Apakah agama tidak lagi mampu membentengi laju degradasi moral, sehingga setiap hari kita dijejali dengan perilaku amoral di tengah masyarakat? Menjadi menarik ketika Prof Duski Samad menyatakan bahwa perkembangan sosial kemasyarakatan di Ranah Minang, seperti budaya dan agama cenderung mengarah ke sisi gelap, (Haluan, 26/01/2012).

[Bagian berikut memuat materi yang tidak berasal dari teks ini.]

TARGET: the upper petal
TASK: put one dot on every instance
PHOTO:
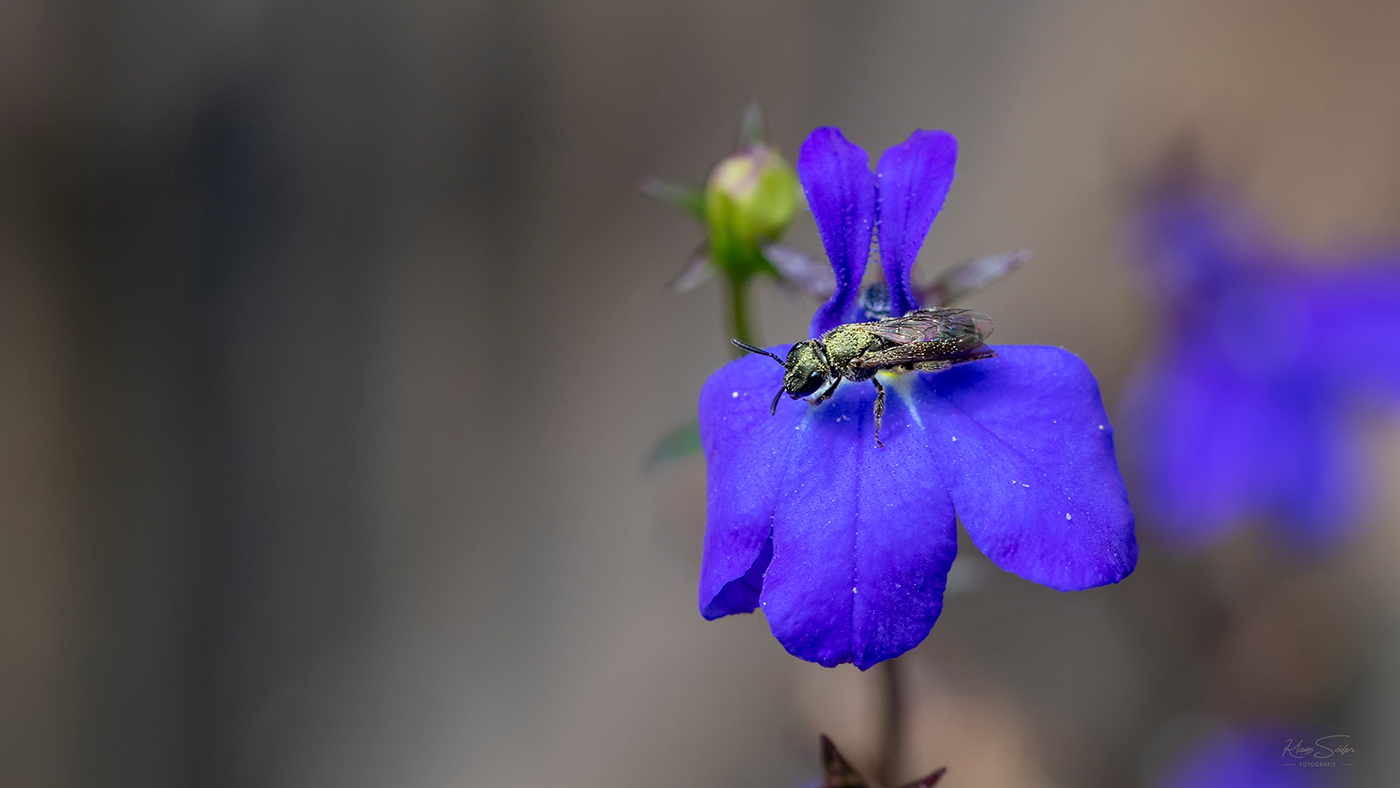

 Hal ini mengindikasikan bahwa keinginan untuk menapaki sejarah gemilang adat filosofi adat basandi syarak, syarak basandi Kitabullah (ABK-SBK) masih sebatas utopia, sebatas bualan yang tidak pernah membumi. Secara filosofi ABS-SBK baik, akan tetapi tatkala bersentuhan dengan realitas aplikasi, ternyata belum berjalan dengan baik, sehingga ABS SBK sebatas wacana yang ditinggal merana di ranah realita.
         
Jika halnya demikian, maka wajar laju dan daya gebrak dari ABS-SBK menjadi melempem. Bukti dari kemandulan dari ABS-SBK adalah makin meningkatnya penyakit sosial seperti yang disitir oleh Prof Duski Samad tersebut, yaitu tawuran, seks bebas, narkoba, gaya hidup semaunya, bahkan baru-baru ini tertangkap sepasang kekasih, yang sedang mesum di dalam mobil, ironinya ternyata pelaku perempuannya adalah salah satu mahasiswi perguruan tinggi umum negeri terkenal di kota Padang. Ini adalah fakta dan realitas dari tidak diaplikasinya dan berjalannya konsep ABS-SBK di Ranah Minang ini.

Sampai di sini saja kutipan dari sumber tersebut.